Developers’ claim for lost profits they expected to earn from owning and operating parking garage, which city acquired at receiver’s sale following foreclosure initiated by developers’ lender bank after city’s breach of development agreement caused lender to foreclose, was too speculative to support any award of lost profit damages in breach of contract action against city; developers assumed that the garage would have a useful life of 100 years, their revenue projections relied on the existence of an integrated hotel and residential tower and a theater, as well as a stream of revenue from parking for a farmers market, and developers never established that the numbers provided were in any way related to past operational income of similarly situated parking garages.

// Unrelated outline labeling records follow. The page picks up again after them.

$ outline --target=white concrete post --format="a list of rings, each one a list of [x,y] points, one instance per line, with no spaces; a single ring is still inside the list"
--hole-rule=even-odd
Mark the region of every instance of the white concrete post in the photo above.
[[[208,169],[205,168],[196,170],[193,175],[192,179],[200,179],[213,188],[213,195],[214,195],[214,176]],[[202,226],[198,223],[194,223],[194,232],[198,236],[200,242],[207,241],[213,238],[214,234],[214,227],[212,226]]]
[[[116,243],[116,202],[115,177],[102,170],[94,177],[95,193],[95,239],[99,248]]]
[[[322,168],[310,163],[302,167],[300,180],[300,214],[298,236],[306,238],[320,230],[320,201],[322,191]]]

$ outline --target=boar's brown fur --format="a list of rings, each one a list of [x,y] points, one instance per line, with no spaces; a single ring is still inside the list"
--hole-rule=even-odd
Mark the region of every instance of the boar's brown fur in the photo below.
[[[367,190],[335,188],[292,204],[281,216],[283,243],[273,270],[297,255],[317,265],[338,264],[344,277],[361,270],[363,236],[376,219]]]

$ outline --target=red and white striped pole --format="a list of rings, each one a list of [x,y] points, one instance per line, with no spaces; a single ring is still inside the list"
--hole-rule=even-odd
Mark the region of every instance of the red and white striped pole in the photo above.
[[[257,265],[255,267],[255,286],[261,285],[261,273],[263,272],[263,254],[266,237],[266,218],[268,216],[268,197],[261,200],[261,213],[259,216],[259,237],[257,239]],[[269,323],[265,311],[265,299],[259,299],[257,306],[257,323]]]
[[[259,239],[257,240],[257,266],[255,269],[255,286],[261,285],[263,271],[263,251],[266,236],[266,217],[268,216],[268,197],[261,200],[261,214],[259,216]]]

Developers, who had completed parking garage pursuant to development agreements with city but had not constructed contemplated tower and theater, could not recover reliance damages from city, which breached the agreements, in the form of expenses already incurred for the tower and theater; developers were not out of pocket for those expenses, which included money spent on architectural drawings and other pre-development expenses, as those expenses were paid entirely by a construction loan which city paid off when it purchased the garage from developers’ lender bank, such that city in effect paid for the tower and theater expenses once it paid off the construction loan, developers were allowed to retain title to the tower and theater parcels without paying the city for them, and developers also retained ownership of the architectural drawings for the tower and theater.
Evidence in developers’ action against city for breach of contract to build parking garage, tower, and theater was insufficient to support developers’ claim to a tax gross-up on the breach of contract damages they received; while developers argued that, had the contract been fulfilled, they would have received real estate instead of money, and the real estate would have been taxed differently from the lump sum payment that they received as damages, the LLC which was to receive the damages award could choose to be taxed either as a corporation or as a partnership, and that election would change who was taxed (either the members or the LLC) and how they would be taxed (as a pass-through, if a partnership, or as an entity, if a corporation), and the developers failed to offer into evidence any tax returns for the individuals or entities.
Developers of mixed-use project, who filed cross-claim against city for breach of contract as part of lending bank’s action to foreclose on parking garage, failed to establish they were entitled to damages from city, which breached development agreement, in the form of attorney’s fees incurred in defense of the foreclosure claim, which was caused by city’s breach and issuance of notices of default; development agreement did not provide attorney fees for the prevailing party, and developers did not submit a fee affidavit or itemized billing statement that properly segregated their fees incurred exclusively on litigating the foreclosure claim, but rather began litigating their claims against the city immediately upon being served with the foreclosure petition.